Nachdem wir zurück waren, gab es eine Runde Eierlauf - da es draußen noch immer verregnet war - im großen Spielzimmer. Ich hatte einen kleinen Hindernis-Parcours aus Stühlen und Matten aufgebaut. Auch Stefan und ich mussten dann einen von der Großen gebauten Parcours laufen. Gut, dass es davon keine Beweisfotos gibt.

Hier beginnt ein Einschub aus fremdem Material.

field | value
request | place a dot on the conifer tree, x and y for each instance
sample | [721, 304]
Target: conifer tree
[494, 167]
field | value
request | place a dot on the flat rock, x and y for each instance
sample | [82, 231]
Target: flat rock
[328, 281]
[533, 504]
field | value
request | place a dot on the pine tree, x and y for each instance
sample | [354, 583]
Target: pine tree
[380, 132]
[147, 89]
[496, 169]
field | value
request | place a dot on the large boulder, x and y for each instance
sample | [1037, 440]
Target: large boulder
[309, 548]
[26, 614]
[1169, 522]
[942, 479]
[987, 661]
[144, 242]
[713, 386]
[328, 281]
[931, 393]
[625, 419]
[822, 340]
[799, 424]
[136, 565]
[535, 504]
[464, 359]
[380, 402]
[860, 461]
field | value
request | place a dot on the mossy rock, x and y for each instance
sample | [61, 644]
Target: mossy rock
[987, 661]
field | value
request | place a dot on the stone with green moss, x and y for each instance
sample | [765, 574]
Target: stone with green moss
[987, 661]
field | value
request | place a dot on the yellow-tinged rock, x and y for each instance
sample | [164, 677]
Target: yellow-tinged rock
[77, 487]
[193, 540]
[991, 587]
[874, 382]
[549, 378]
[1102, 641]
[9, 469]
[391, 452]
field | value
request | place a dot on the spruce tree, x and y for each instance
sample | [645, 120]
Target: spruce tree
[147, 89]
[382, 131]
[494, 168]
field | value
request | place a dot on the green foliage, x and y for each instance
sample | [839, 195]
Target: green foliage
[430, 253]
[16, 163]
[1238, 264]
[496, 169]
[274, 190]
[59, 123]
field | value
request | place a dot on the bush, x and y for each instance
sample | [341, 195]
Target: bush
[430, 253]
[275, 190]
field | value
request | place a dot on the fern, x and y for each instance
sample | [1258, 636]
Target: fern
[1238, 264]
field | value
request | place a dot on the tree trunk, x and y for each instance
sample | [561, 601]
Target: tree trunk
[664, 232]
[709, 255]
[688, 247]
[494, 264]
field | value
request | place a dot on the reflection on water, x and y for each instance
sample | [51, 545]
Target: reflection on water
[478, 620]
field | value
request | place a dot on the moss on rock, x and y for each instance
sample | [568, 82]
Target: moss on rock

Als dann doch noch für eine halbe Stunde die Sonne raus kam, haben wir die Chance ergriffen und noch ein wenig frische Luft geschnappt. Eigentlich wollten wir mit der Kleinen nochmal Fahrradfahren üben. Wir haben uns von Freunden einen Sattel ausgeliehen, an welchem eine Stange befestigt ist. So müssen wir nicht immer bückend festhalten und mitlaufen.

 

Allerdings ist die Kleine nach wenigen Metern direkt wieder abgestiegen - sie hat einfach generell zu viel Angst. Ich habe keine Ahnung, woher diese kommt, denn sie ist noch nie heftig hingefallen oder ähnliches. Und eigentlich ist sie auch nicht so ängstlich, sondern probiert eher aus. So haben die Kleine, Stefan oder ich mit dem Roller und die Große mit ihrem Fahrrad ein paar Runden gedreht, bevor es dann Abendbrot gab und unser Abendprogramm startete.

 

Nun schlafen sie sich hoffentlich fit für den morgigen Tag in Schule und Kindergarten.

Das war unser Osterwochenende. Und wenn man überlegt, wie lange man sich darauf freut, ist es doch viel zu schnell vorüber gegangen.

 

Herzlichst,

eure Doreen

 

Und nun interessiert uns: Wir war euer Osterwochenende? Welche Rituale und Traditionen pflegt ihr an Ostern? Habt ihr etwas Besonderes unternommen?